I have seen a number of teams warp a software solution completely out of shape without asking themselves whether they should change their ways of working to better suit the software. It is highly likely that the software vendors understand the problem space better than you and have created a tool that deals with the majority of typical usage scenarios so why are you different, why are you not typical?

Standardise where possible

Standardise in this context means using the selected product across teams, business units and even organisations. This means you get the benefits of scale. Lessons learnt by one team can be shared by others. A standard solution also means that operating costs are likely reduced and there are only one set of administrators and one set of hosting costs.

This also may mean you don’t get to choose. The software might already be available so this is the default choice.

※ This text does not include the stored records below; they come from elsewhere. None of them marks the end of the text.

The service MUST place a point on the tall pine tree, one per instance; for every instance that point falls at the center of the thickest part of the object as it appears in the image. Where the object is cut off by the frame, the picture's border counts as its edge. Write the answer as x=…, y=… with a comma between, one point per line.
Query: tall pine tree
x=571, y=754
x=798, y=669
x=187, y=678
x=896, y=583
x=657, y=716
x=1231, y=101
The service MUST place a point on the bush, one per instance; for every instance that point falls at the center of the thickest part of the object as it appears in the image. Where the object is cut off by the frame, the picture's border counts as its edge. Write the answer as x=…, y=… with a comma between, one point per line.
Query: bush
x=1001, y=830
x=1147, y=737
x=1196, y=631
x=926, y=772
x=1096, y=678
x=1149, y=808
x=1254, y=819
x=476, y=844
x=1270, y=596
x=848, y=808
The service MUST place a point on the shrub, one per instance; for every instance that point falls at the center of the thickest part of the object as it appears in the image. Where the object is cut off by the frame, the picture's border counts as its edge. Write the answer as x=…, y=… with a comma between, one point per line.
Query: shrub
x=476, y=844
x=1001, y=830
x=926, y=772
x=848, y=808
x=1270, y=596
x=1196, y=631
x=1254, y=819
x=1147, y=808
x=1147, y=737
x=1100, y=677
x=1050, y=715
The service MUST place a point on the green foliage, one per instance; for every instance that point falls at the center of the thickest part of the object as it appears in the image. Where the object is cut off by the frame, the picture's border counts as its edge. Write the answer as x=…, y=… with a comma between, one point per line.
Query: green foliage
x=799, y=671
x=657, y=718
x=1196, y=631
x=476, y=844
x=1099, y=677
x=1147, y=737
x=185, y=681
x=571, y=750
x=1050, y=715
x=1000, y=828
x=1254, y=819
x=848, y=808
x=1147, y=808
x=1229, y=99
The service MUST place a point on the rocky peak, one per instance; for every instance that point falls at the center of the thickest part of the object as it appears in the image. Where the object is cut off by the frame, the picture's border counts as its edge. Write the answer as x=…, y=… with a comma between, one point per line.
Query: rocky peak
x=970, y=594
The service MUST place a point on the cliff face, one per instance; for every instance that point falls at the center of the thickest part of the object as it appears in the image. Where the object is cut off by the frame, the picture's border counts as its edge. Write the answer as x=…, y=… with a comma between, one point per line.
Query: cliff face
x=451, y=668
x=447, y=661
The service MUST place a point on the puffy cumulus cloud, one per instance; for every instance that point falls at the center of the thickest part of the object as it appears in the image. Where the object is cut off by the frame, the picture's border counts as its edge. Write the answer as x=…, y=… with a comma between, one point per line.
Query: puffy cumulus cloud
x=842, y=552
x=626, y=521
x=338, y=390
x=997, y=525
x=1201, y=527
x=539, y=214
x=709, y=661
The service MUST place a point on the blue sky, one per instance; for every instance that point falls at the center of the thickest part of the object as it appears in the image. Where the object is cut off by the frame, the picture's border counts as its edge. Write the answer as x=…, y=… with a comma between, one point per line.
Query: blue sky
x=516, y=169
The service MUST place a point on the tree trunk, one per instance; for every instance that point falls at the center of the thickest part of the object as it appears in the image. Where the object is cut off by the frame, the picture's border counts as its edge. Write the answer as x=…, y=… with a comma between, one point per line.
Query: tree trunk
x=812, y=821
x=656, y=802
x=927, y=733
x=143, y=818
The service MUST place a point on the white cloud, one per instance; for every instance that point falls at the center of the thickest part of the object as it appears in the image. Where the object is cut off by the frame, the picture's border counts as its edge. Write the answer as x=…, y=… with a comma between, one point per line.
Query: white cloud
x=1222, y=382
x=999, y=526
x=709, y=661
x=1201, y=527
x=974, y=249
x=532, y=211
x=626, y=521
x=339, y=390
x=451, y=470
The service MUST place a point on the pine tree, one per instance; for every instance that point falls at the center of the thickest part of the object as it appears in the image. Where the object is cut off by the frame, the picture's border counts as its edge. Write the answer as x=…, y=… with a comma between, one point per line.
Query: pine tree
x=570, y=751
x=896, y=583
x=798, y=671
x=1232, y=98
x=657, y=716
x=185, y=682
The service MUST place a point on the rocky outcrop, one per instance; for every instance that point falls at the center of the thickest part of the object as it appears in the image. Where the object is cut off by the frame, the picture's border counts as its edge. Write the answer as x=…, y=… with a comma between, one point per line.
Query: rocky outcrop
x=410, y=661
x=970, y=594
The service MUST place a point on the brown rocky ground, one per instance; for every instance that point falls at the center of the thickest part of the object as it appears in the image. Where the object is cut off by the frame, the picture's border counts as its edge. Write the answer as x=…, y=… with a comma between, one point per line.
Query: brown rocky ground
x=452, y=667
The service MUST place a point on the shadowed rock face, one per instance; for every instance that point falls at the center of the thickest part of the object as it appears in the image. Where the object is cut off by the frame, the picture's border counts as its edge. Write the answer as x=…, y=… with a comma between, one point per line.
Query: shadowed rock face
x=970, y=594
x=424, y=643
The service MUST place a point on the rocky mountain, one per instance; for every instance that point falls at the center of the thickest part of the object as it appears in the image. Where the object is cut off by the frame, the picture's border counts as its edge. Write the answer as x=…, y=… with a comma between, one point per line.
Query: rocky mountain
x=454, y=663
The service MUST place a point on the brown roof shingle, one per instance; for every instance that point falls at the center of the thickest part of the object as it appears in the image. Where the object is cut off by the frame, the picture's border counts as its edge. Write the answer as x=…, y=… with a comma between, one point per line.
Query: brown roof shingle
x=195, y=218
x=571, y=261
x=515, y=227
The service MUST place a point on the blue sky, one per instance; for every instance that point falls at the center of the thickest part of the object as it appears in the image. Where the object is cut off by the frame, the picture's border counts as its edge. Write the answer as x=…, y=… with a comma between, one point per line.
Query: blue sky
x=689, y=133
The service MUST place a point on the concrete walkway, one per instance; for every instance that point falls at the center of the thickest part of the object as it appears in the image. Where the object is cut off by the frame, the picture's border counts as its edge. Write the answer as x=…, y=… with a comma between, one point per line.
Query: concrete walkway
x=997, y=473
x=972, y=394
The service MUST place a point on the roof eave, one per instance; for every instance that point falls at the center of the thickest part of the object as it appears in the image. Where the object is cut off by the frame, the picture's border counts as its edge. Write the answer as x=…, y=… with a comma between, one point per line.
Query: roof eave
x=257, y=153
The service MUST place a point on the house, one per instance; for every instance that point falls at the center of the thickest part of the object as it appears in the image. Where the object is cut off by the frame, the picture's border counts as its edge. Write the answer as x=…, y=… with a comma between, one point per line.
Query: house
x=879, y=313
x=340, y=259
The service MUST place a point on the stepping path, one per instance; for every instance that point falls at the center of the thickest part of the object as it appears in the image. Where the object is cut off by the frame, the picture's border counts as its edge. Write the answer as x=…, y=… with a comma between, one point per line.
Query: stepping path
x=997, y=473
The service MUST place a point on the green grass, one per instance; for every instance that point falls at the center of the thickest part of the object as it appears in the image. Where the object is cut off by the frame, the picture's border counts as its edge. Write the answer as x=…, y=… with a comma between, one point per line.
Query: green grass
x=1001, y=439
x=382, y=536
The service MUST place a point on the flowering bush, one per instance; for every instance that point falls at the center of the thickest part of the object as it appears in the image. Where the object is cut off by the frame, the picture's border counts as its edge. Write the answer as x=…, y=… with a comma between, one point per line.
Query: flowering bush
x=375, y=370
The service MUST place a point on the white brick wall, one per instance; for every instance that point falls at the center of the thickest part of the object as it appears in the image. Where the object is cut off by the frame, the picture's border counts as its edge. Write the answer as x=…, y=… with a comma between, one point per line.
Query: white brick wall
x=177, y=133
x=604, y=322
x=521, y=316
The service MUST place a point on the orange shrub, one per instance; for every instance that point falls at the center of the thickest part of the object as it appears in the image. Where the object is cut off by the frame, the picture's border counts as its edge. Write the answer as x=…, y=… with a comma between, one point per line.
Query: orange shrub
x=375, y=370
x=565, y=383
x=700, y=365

However, many organisations miss the next part. This is that choice still exists if the product really does not work in a given situation. Unfortunately, the lure of cost saving and efficiencies drown out the small teams who are greatly hindered when forced to use the wrong tool for the job.

Having a standardised solution is not the end – it is the beginning. The usage of the software needs to be continuously reviewed to see if it is still the right solution. The product needs to be upgraded and patched and there should always be an eye on the other solutions in the problem space. An alternative product that was previously discounted may now be a better fit.

Accept the choice

And finally, if the choice doesn’t go your way you need to accept it. You need to get behind the choice and make it work for you and your team. As technologists, there are always going to be better choices. It is often a case of the “grass is always greener”. And maybe you’re right this time but maybe you’re not. It is all too easy to fall into a trap, where you believe that a tool will solve all problems. Usually what happens is that the tooling will be switched only to find that you have all the same sort of problems. It wasn’t the tooling that was the solution after all.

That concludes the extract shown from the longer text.